July 2021 ~ May 2022
Study on the LPFC populational electrophysiology responses in error trials of a Working Memory behavior task
This project aims to reveal the populational neuron code pattern in errors trials which monkeys failed to give the correct response of the given task. Based on previous paper which describes a stable subspace in working memory in monkey LPFC, the project focuses on the 300ms pre-motor neuron activities in both LPFC and FEF.
In this project, PCA and LDA were used to define the subspaces and noise cancelling. Based on the PSTH, error trials or aborted trials usually occur in specific sessions of the behavior task. Further analysis is still in process.
This project aims to reveal the motion discrimination and image recognition behaviour paradigm in Drosophila larvae with the reinforcement learning method, providing the basis for subsequent modelling of network dynamics in a well-defined visual circuit.
This project aims to find out the neuronal control of wing held-up behaviour, given that a study have eliminated other factors like muscle cells.
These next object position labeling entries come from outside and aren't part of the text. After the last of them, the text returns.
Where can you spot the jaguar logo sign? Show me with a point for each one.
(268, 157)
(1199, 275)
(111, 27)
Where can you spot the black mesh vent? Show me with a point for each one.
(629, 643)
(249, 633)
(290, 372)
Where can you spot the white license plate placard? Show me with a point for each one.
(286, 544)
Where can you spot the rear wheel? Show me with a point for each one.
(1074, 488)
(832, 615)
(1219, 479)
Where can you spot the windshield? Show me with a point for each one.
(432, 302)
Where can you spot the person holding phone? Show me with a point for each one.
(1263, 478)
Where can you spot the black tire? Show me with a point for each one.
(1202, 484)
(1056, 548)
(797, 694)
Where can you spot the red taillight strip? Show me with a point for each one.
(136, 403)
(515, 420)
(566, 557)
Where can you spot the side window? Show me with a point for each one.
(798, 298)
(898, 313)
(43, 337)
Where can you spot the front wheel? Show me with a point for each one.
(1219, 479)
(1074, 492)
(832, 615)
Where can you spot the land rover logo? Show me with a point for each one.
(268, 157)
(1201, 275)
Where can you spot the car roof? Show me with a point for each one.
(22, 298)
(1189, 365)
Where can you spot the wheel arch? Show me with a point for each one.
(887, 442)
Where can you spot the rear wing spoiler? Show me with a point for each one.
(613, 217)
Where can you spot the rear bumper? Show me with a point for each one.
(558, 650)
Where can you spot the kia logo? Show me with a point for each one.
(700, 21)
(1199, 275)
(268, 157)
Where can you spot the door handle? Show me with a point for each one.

Used classification and regression methods to predict valence after screening the data with ANOVA in R. With classification methods, multilayer neural network and SVM were used, and prediction results were above the chance level. With regression methods, linear regression was also used and similar prediction result were generated.
Retina Scan Image Analysis to Detect Presence of Glaucoma and Measure Length of Blood Vessels.
This project focuses on developing a software to detect whether there is glaucoma and measure vessel length in a retinal scan image in Python.
Used Convolutional Neural Network to develop two models to detect glaucoma based on the radius of optic disc and cup, and the prediction accuracy is relatively high (around 0.8-0.9).
Blood vessels length were measured using segmentation methods from OpenCV package.
A GUI was also developed using Python.